Monday, Jul. 30, 1979

Tests on Trial in Florida

A slow "go" for high school competency exams

On 58th Street south of Tampa, Fla., where the houses thin out and the land turns to strawberry and tomato fields, lives Gary Berrien, 17, one of ten children of Ezell, a roofer, and Mildred, an organist at the nearby New Progress Missionary Baptist Church. Gary plays the organ for pay on Sunday at three churches in the neighborhood, but he has not found a full-time job since completing the twelfth grade at Hillsborough High School. He wanted to join the Army but decided against it when a recruiter asked for his high school diploma. Gary had to tell him he did not have a diploma because he had failed to pass the Florida functional literacy test, which this year became a requirement for graduating from high school. Gary had not expected that failure; he had received passing grades for twelve straight years in public school.

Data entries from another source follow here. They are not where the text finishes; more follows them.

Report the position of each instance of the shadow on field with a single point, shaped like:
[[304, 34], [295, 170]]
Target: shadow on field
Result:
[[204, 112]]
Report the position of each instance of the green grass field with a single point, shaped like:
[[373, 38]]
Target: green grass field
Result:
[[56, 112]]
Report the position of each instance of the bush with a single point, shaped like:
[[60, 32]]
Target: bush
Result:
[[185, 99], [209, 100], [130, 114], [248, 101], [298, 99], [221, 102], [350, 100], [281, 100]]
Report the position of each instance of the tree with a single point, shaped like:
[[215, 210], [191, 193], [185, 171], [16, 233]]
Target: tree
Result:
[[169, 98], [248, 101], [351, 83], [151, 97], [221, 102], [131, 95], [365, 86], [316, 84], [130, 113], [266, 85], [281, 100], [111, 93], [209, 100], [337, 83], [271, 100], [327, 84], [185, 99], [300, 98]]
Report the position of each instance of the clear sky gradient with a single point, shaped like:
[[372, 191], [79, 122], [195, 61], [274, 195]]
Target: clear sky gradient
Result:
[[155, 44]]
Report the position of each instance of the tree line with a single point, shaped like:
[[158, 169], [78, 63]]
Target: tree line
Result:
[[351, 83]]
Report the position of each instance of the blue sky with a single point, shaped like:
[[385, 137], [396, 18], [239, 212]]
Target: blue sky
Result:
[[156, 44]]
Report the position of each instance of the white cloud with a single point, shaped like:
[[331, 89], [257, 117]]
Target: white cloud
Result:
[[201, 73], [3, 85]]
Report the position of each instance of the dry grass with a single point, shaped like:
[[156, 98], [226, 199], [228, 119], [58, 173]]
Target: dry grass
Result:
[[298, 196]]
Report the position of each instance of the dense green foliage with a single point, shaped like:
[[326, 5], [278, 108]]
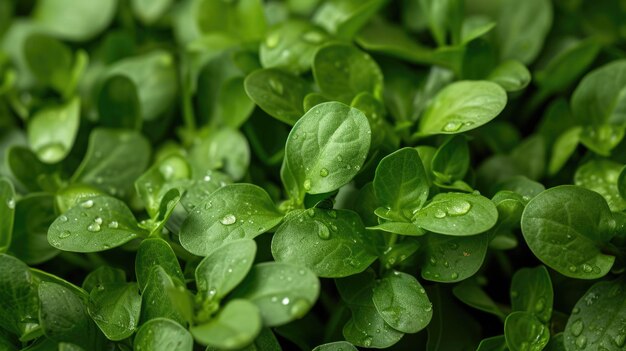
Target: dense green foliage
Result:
[[439, 175]]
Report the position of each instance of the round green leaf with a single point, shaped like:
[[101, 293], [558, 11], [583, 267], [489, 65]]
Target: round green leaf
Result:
[[462, 106], [565, 227], [235, 211], [332, 243]]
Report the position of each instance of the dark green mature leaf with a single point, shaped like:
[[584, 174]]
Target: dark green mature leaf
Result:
[[114, 160], [236, 211], [222, 270], [597, 320], [279, 93], [565, 227], [402, 302], [235, 326], [523, 331], [7, 213], [343, 71], [531, 291], [18, 297], [52, 131], [282, 292], [400, 184], [457, 214], [462, 106], [325, 149], [97, 224], [162, 334], [115, 308], [332, 243], [156, 252]]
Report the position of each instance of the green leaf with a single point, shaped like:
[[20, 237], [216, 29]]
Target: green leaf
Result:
[[235, 326], [522, 28], [402, 302], [597, 319], [7, 213], [531, 291], [154, 76], [114, 160], [222, 270], [162, 334], [523, 331], [325, 149], [156, 252], [291, 45], [282, 292], [457, 214], [18, 297], [63, 317], [400, 184], [462, 106], [74, 21], [600, 176], [343, 71], [451, 259], [52, 131], [235, 211], [332, 243], [97, 224], [565, 227], [279, 93], [511, 75], [244, 19], [115, 308], [599, 95]]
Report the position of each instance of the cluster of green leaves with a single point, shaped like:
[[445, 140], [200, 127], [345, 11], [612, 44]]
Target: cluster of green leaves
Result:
[[312, 174]]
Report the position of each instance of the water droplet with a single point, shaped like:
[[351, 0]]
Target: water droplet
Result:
[[440, 214], [307, 184], [577, 327], [228, 219], [459, 208], [452, 126]]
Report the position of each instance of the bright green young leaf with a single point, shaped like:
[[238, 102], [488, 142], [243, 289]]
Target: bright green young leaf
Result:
[[7, 213], [236, 211], [402, 302], [279, 93], [222, 270], [156, 252], [52, 131], [601, 176], [97, 224], [325, 149], [282, 292], [523, 331], [400, 184], [332, 243], [115, 308], [565, 227], [531, 291], [114, 160], [522, 28], [462, 106], [452, 259], [342, 71], [235, 326], [457, 214], [596, 321], [162, 334]]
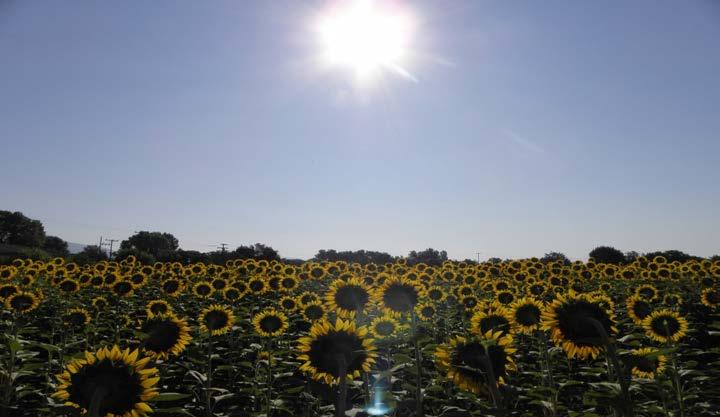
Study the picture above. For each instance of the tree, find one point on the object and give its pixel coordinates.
(16, 229)
(607, 255)
(429, 256)
(159, 245)
(555, 257)
(56, 246)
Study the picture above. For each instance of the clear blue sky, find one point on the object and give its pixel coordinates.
(533, 126)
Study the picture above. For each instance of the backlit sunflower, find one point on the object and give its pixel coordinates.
(495, 318)
(332, 348)
(155, 307)
(76, 317)
(216, 319)
(398, 295)
(384, 326)
(646, 362)
(665, 325)
(117, 382)
(203, 289)
(347, 297)
(638, 308)
(313, 311)
(467, 362)
(426, 311)
(710, 297)
(579, 323)
(288, 303)
(270, 323)
(166, 335)
(22, 302)
(526, 313)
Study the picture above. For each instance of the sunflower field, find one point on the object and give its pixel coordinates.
(258, 338)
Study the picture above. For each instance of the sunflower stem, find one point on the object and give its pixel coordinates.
(342, 387)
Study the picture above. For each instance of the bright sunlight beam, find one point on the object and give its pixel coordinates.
(366, 37)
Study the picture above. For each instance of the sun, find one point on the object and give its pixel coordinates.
(366, 37)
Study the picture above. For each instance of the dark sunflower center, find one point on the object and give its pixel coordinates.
(314, 312)
(215, 320)
(162, 335)
(351, 297)
(385, 328)
(641, 309)
(270, 324)
(575, 321)
(528, 315)
(327, 351)
(21, 302)
(666, 326)
(122, 389)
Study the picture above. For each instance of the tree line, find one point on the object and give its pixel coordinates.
(22, 237)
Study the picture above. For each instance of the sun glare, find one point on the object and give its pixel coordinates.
(366, 37)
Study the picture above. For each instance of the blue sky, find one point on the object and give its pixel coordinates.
(533, 126)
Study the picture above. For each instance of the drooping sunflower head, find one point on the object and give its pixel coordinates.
(347, 297)
(216, 319)
(580, 324)
(710, 297)
(166, 335)
(384, 326)
(470, 362)
(638, 308)
(76, 317)
(398, 295)
(22, 302)
(665, 326)
(495, 318)
(118, 379)
(526, 313)
(156, 307)
(646, 362)
(335, 350)
(270, 323)
(313, 311)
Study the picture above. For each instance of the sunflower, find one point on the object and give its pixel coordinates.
(166, 335)
(123, 288)
(665, 325)
(384, 326)
(100, 303)
(313, 311)
(638, 308)
(156, 307)
(270, 323)
(76, 317)
(425, 311)
(526, 313)
(114, 381)
(203, 289)
(468, 361)
(288, 303)
(347, 297)
(22, 302)
(172, 287)
(647, 292)
(646, 362)
(496, 318)
(579, 323)
(216, 319)
(333, 351)
(710, 297)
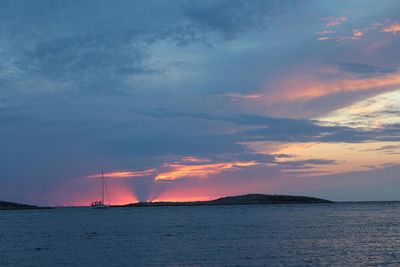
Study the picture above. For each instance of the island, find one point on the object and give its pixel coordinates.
(250, 199)
(4, 205)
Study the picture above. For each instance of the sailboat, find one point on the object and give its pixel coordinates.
(100, 204)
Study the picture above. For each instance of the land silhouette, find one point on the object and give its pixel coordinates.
(249, 199)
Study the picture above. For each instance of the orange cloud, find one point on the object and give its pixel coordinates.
(124, 174)
(178, 171)
(334, 21)
(303, 87)
(194, 159)
(393, 28)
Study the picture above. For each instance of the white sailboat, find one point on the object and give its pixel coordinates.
(100, 204)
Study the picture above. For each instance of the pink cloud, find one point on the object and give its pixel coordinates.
(392, 28)
(334, 21)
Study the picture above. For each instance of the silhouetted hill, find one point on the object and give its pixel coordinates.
(249, 199)
(16, 206)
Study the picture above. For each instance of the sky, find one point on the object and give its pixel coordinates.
(194, 100)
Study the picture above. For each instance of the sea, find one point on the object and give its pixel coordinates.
(338, 234)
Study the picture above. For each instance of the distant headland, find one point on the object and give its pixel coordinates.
(250, 199)
(4, 205)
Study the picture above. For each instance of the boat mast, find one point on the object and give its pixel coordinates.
(102, 186)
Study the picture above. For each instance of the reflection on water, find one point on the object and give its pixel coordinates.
(358, 234)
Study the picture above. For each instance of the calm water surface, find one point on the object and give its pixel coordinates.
(341, 234)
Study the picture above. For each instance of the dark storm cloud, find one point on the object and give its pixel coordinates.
(229, 18)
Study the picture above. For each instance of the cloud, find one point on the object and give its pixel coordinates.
(316, 83)
(392, 28)
(179, 171)
(334, 21)
(124, 174)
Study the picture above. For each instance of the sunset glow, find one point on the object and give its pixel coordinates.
(194, 100)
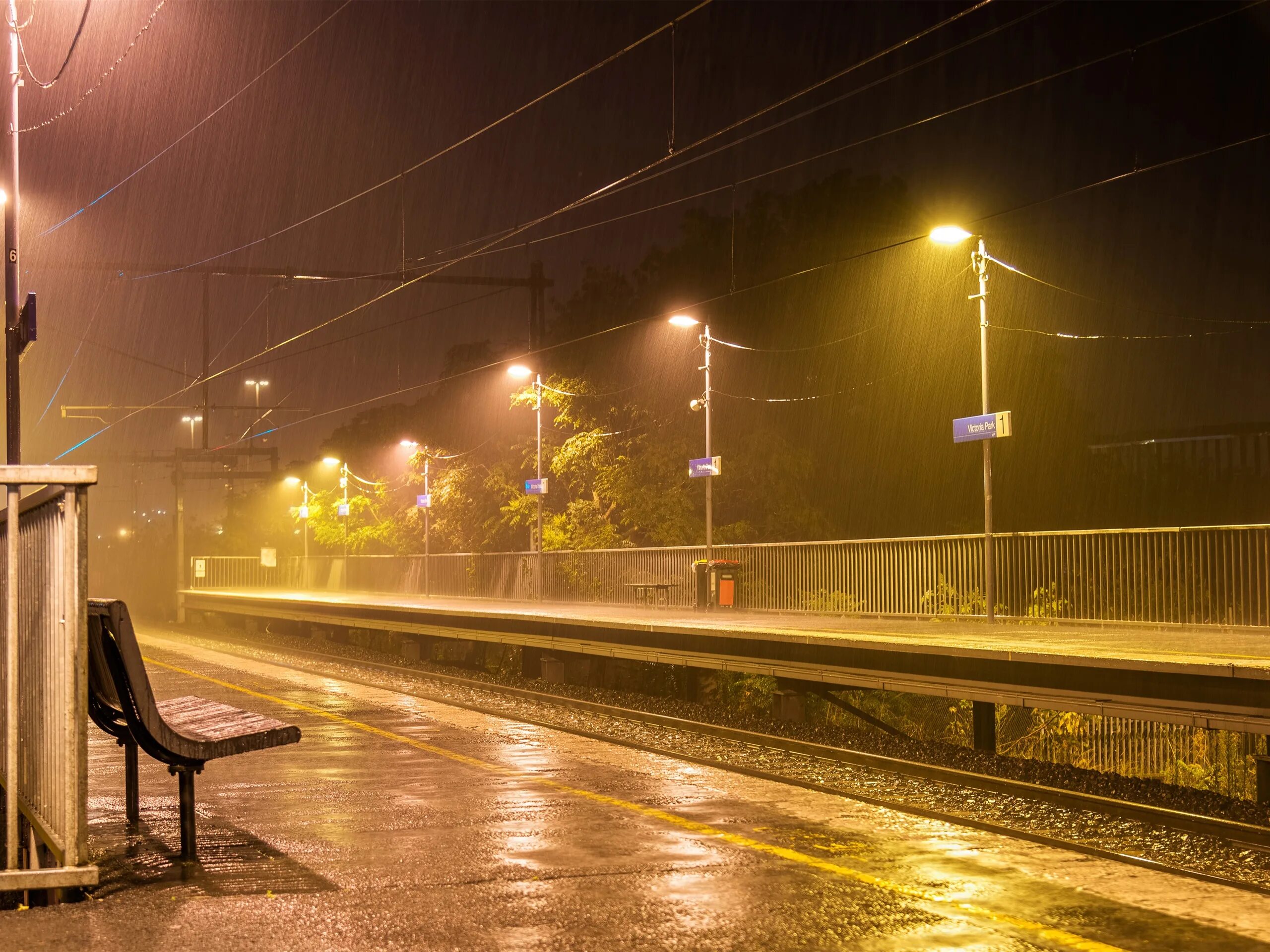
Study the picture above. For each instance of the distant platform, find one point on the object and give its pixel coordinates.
(1206, 677)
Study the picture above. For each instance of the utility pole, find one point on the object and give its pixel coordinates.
(538, 559)
(427, 511)
(207, 347)
(180, 530)
(13, 339)
(980, 261)
(705, 342)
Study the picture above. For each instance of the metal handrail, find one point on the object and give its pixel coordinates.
(1199, 575)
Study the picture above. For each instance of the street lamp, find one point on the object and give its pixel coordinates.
(192, 420)
(255, 384)
(684, 320)
(304, 518)
(954, 235)
(522, 372)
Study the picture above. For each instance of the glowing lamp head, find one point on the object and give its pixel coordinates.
(949, 235)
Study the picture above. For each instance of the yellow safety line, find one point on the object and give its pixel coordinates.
(1058, 937)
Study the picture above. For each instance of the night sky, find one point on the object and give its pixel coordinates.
(384, 85)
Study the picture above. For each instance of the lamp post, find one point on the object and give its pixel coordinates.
(522, 372)
(954, 235)
(684, 320)
(255, 384)
(427, 516)
(192, 420)
(304, 508)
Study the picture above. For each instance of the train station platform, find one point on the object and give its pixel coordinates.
(1205, 677)
(402, 823)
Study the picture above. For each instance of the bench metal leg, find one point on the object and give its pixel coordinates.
(985, 725)
(131, 792)
(186, 785)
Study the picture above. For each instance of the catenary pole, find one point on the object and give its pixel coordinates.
(13, 342)
(705, 341)
(538, 558)
(980, 261)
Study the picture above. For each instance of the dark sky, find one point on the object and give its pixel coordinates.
(386, 84)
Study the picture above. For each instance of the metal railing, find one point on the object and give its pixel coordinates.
(44, 685)
(1194, 575)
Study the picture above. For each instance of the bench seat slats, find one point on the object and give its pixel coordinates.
(211, 721)
(185, 730)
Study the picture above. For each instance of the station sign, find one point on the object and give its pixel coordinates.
(709, 466)
(983, 427)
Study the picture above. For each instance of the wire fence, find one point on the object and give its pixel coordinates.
(44, 683)
(1193, 575)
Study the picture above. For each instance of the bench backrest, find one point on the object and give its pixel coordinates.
(121, 687)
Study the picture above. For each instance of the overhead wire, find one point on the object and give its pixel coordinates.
(702, 302)
(79, 347)
(198, 125)
(1127, 337)
(242, 325)
(752, 287)
(1108, 304)
(382, 327)
(794, 350)
(527, 225)
(441, 153)
(70, 53)
(101, 79)
(854, 144)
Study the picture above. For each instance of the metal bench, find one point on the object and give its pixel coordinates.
(652, 593)
(183, 733)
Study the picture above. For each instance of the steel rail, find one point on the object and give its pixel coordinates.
(1218, 828)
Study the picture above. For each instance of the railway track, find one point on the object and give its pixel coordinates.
(1142, 823)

Gary's mathematics teacher in the ninth grade, Bobby Crihfield, recalls that Gary was "very quiet, a typical poor student who is passed along from grade to grade." Unaware of Gary's musical ability or his skill in carpentry and woodcarving, Crihfield says he has seen many such students who "reach a plateau once they get to the seventh grade, and they just can't learn any more. I think it's just unfair to try to make them graduate from high school."

But Gary's parents, who say they never received a call or letter about his schoolwork from any of Gary's teachers, see things differently. Says his father: "If he's slow in learning, then I think you should hold him back. Even my little ones--if I don't discipline them early, then I'm going to have problems later. Have they ever asked themselves how a teacher could give a student a passing grade for each of the years he went to school, and then he gets to the eleventh grade and they tell him he's functionally illiterate because he can't pass this test?"

This month Florida Federal District Judge George Carr ordered that a diploma be awarded to Gary, and to others among the 3,445 blacks and 1,342 whites who flunked the literacy test after three tries but were otherwise eligible for graduation. In the first federal court ruling on the new wave of minimal competency graduation requirements, which have been adopted in various forms by 17 states, Judge Carr upheld the graduation requirements in general, but ruled that the Florida program was imposed too hastily. Florida's mandatory literacy test was announced in 1977, while this year's seniors were sophomores. Carr said students should have been told that graduation depended on functional literacy skills "at the time of instruction," well before their sophomore year. Florida, he ordered, could require a passing grade on the test beginning in the 1982-83 school year.

In addition, the judge held that the test discriminated against blacks, most of whom attended segregated schools in Florida as recently as 1971. At first, 77% of blacks failed the literacy test, compared with 24% of whites; after remedial instruction and two more tries, 20% of blacks and 2% of whites still had not passed. "The vestiges of the inferior elementary education [blacks] received still are present and affect their performance," said Carr.

Carr's decision strengthens competency testing in most states, but it also warns that too hasty an imposition of these graduation requirements can discriminate against past victims of segregation. North Carolina gave students three years' notice when its 1980 target date for competency testing was announced in 1977, a schedule almost as short as Florida's. However, North Carolina officials, who will allow students at least five tries at an acceptable score, say that a greater percentage of pupils, black and white, have already passed the state tests.

Eventually, competency testing may improve the lot of the nation's slow learners. For the present, Judge Carr's postponement comes as a great relief to students like Gary Berrien, caught in an awkward transitional period. In Tampa, after the decision was announced, Ezell Berrien, who testified in the case, said: "We're very happy about the ruling. I'm not against testing. I just think it should be done fairly."